Esta vez, Richard se echó a reír coreado por Moncharmin y por el
secretario Rémy; pero, escarmentado por la experiencia, el inspector no reía.
Apoyado en la pared, se preguntaba, manoseando febrilmente sus llaves en el
bolsillo, cómo iba a terminar aquella historia. Y, cuanto más «altanero» era el
tono de mamá Giry, más temía la cólera del director. Pero ante la hilaridad de
los directores, la señora se atrevía a volverse amenazadora, ¡amenazadora de verdad!
—¡En lugar de reírse del fantasma —exclamó indignada—, harían ustedes
mejor haciendo como el señor Poligny, quien se dio cuenta por sí mismo…!

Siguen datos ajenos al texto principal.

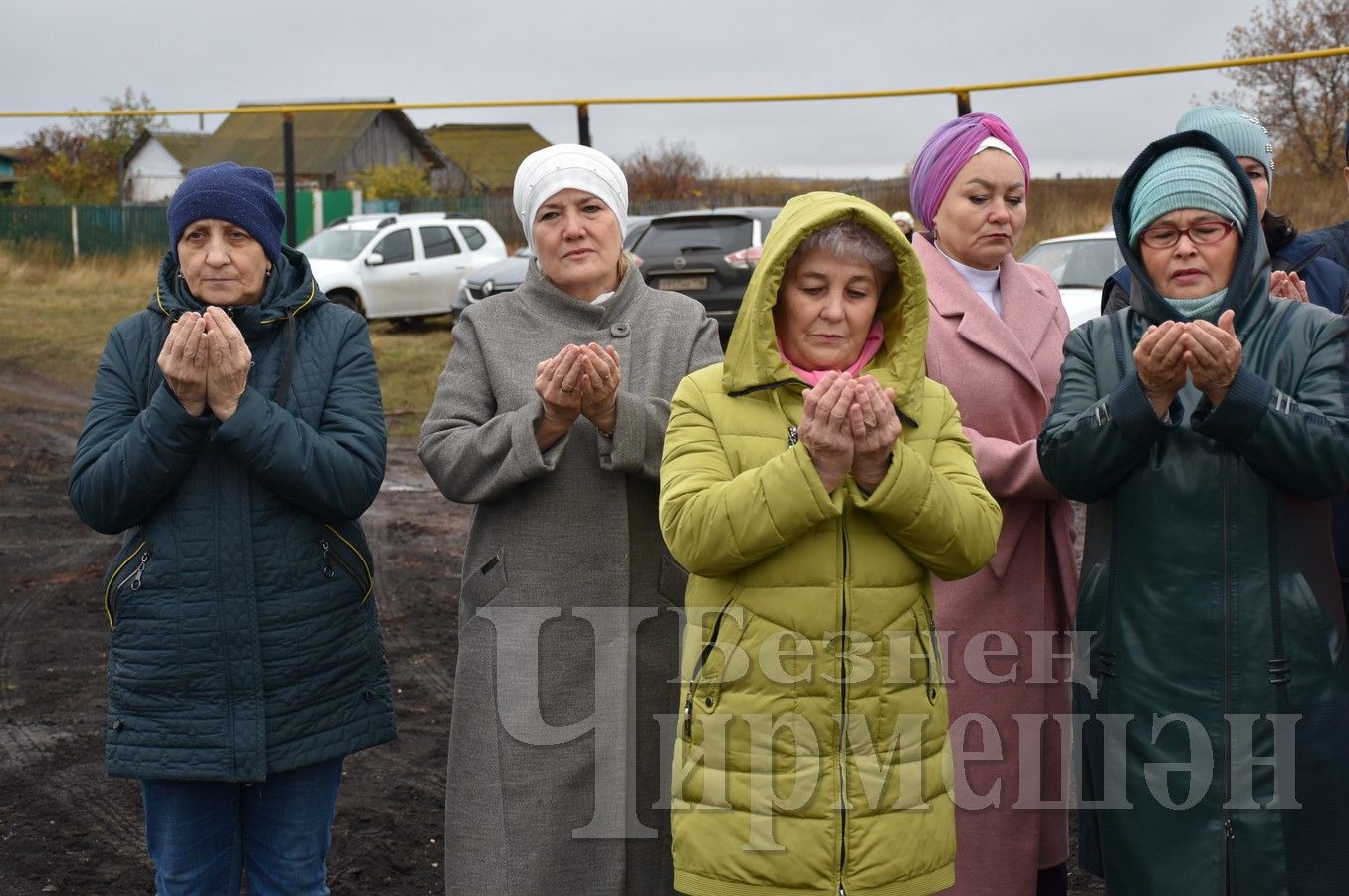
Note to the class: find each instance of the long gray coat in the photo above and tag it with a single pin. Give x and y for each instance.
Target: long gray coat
(554, 781)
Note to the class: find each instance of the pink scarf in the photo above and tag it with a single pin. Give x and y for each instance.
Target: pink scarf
(869, 349)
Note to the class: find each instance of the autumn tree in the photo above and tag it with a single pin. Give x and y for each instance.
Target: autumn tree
(669, 171)
(1303, 103)
(394, 182)
(81, 162)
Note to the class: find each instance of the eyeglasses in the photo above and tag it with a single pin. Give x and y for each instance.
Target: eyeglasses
(1166, 236)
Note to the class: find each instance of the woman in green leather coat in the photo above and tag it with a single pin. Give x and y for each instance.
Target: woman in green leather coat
(1205, 425)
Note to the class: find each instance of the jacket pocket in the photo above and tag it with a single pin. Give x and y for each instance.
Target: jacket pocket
(338, 554)
(483, 584)
(672, 581)
(704, 680)
(930, 664)
(1310, 642)
(127, 577)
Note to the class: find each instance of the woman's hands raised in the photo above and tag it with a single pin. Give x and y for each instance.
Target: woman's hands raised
(578, 379)
(1209, 353)
(205, 363)
(850, 424)
(183, 360)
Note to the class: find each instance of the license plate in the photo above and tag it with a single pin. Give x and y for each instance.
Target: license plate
(680, 284)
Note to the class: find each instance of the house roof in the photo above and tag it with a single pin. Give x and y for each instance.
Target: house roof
(179, 144)
(323, 139)
(487, 152)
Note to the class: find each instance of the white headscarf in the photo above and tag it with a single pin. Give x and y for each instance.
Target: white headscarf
(548, 171)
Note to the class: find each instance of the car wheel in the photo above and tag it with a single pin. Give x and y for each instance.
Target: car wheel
(346, 299)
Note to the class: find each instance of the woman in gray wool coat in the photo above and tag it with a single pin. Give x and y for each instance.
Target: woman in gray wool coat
(551, 418)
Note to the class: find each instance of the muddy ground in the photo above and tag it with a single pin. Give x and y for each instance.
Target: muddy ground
(65, 826)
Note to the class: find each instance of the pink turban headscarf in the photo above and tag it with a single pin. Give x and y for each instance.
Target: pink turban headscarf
(947, 151)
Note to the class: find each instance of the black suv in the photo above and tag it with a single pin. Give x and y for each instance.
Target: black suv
(707, 255)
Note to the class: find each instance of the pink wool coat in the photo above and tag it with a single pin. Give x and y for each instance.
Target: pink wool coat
(1003, 372)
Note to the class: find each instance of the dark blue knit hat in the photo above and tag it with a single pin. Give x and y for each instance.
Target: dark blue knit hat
(228, 192)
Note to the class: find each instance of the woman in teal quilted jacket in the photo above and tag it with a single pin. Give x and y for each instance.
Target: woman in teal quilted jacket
(234, 439)
(1207, 426)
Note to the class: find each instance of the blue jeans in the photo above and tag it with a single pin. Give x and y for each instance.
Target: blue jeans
(205, 835)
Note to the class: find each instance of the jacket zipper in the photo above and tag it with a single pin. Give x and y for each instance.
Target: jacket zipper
(365, 584)
(112, 592)
(698, 669)
(930, 656)
(843, 675)
(1228, 832)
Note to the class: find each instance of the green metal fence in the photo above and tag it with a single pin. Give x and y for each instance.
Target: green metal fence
(86, 230)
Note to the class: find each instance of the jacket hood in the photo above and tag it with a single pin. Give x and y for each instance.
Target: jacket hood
(291, 289)
(1249, 276)
(752, 356)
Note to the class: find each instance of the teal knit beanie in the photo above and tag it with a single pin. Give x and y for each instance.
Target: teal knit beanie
(1186, 177)
(1239, 132)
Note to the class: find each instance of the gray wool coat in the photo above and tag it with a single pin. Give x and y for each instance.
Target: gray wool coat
(568, 641)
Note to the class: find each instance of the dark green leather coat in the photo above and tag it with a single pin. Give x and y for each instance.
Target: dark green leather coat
(244, 630)
(1209, 591)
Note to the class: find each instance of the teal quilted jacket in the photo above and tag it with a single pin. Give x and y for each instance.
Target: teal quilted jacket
(244, 626)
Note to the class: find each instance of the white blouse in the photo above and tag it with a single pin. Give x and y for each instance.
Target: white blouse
(985, 284)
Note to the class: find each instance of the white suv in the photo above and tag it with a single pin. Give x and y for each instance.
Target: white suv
(399, 265)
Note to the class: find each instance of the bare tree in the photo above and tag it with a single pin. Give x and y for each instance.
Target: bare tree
(1304, 103)
(669, 171)
(83, 162)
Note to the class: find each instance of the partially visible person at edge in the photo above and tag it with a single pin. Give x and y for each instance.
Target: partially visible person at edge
(1299, 268)
(551, 418)
(996, 341)
(235, 436)
(812, 486)
(1321, 282)
(1207, 431)
(1336, 238)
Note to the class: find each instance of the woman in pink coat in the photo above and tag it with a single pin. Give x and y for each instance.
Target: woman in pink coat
(996, 340)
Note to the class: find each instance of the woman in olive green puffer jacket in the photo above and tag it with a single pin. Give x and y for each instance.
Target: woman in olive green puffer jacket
(812, 745)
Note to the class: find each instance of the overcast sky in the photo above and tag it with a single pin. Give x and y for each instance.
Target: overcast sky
(61, 54)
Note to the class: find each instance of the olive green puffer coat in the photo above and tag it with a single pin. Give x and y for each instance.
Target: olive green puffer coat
(1209, 594)
(806, 759)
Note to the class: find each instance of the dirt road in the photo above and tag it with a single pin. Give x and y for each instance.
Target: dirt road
(65, 826)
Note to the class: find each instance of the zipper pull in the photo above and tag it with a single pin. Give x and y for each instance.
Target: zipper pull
(140, 571)
(328, 566)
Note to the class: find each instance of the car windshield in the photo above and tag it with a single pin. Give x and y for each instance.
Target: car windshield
(341, 245)
(677, 236)
(1078, 263)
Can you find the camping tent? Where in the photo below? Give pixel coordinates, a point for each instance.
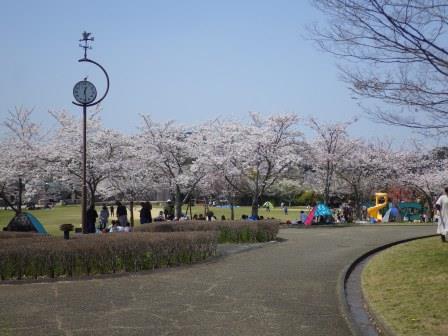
(26, 222)
(321, 210)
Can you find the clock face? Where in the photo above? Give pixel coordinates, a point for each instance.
(84, 92)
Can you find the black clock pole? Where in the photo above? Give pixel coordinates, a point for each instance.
(85, 101)
(84, 171)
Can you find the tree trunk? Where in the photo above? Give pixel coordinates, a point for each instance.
(177, 203)
(92, 191)
(254, 205)
(19, 201)
(131, 209)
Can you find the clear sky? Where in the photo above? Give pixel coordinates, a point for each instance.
(185, 60)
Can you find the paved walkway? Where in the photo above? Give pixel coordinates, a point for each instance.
(287, 288)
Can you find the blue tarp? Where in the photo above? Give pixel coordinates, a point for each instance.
(322, 210)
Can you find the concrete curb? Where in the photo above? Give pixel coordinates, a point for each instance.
(342, 288)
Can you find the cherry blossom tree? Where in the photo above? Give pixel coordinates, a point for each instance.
(252, 158)
(173, 154)
(423, 170)
(369, 167)
(331, 145)
(20, 165)
(106, 149)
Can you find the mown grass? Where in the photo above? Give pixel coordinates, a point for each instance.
(407, 287)
(52, 218)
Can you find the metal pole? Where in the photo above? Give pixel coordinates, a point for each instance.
(84, 163)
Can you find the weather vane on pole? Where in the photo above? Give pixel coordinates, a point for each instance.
(85, 95)
(86, 38)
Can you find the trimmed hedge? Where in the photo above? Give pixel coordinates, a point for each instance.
(14, 234)
(229, 231)
(44, 256)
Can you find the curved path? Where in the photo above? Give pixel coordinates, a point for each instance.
(288, 288)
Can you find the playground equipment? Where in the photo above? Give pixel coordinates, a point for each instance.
(380, 203)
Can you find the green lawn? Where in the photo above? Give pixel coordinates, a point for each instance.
(52, 218)
(407, 286)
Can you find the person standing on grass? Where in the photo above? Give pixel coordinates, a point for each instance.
(122, 214)
(442, 207)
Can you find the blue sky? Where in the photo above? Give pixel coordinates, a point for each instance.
(185, 60)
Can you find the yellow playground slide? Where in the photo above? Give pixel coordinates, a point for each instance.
(374, 212)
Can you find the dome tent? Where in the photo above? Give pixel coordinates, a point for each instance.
(320, 210)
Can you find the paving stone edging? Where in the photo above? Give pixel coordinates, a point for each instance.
(342, 289)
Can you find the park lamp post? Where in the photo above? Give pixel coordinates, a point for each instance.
(85, 95)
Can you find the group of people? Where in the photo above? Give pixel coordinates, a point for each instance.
(91, 216)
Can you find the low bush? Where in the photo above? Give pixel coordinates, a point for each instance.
(45, 256)
(12, 234)
(228, 231)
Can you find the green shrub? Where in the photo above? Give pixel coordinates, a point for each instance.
(229, 231)
(13, 234)
(45, 256)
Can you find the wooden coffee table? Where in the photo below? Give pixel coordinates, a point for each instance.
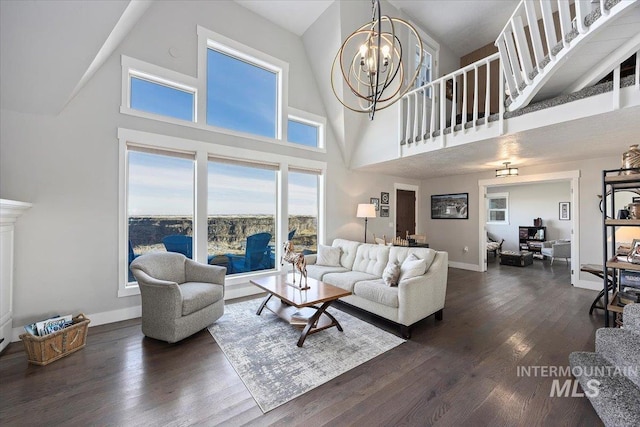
(292, 299)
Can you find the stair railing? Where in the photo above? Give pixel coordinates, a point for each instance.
(454, 99)
(521, 46)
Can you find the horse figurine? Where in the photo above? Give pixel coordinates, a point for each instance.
(297, 262)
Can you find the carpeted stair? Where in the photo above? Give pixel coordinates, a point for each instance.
(615, 365)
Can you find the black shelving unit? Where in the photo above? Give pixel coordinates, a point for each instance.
(531, 238)
(612, 181)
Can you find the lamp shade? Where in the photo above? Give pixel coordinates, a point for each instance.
(366, 210)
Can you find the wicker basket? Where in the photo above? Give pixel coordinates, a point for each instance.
(49, 348)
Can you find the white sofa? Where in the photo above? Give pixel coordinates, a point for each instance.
(360, 270)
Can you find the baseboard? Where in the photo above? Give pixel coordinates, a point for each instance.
(97, 319)
(589, 284)
(464, 266)
(231, 292)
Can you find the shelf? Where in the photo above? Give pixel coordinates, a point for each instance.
(623, 265)
(622, 222)
(622, 180)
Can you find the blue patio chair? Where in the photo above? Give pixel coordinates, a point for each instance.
(132, 255)
(180, 244)
(256, 256)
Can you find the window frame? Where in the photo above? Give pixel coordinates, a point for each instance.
(203, 151)
(491, 196)
(313, 120)
(132, 67)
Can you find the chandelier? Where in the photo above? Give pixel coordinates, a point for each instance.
(370, 60)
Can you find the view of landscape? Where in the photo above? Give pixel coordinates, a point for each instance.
(226, 234)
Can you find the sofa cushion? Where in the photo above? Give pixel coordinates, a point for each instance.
(329, 256)
(399, 254)
(198, 295)
(348, 254)
(347, 279)
(391, 274)
(377, 291)
(371, 259)
(412, 267)
(318, 271)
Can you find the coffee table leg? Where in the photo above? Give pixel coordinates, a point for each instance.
(264, 303)
(312, 321)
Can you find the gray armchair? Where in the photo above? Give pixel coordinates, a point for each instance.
(556, 249)
(179, 296)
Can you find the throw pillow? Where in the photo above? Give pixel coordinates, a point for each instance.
(328, 256)
(412, 267)
(391, 274)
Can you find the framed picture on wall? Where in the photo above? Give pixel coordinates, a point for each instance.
(450, 206)
(564, 211)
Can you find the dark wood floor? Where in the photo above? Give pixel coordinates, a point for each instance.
(460, 371)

—¿Se dio cuenta de qué? —pregunta Moncharmin, que nunca se había divertido tanto.
—¡Del fantasma!… ¿De quién va a ser?… ¡Miren ustedes!…
(Se calma de repente ya que juzga que el momento es grave). ¡Miren
ustedes!… Me acuerdo como si fuera ayer. En aquella ocasión tocaban La
judía. El señor Poligny había querido asistir él solo a la representación, en el
palco del fantasma. La señora Krauss había conseguido un éxito loco.
Acababa de cantar, como ustedes saben, la parte del segundo acto (mamá Giry
canta a media voz):
Cerca a aquel que amo
quiero vivir y morir,
y la misma muerte,
no nos puede desunir.
—¡Bien, bien! Me acuerdo —reconoce con una sonrisa desalentadora el señor Moncharmin.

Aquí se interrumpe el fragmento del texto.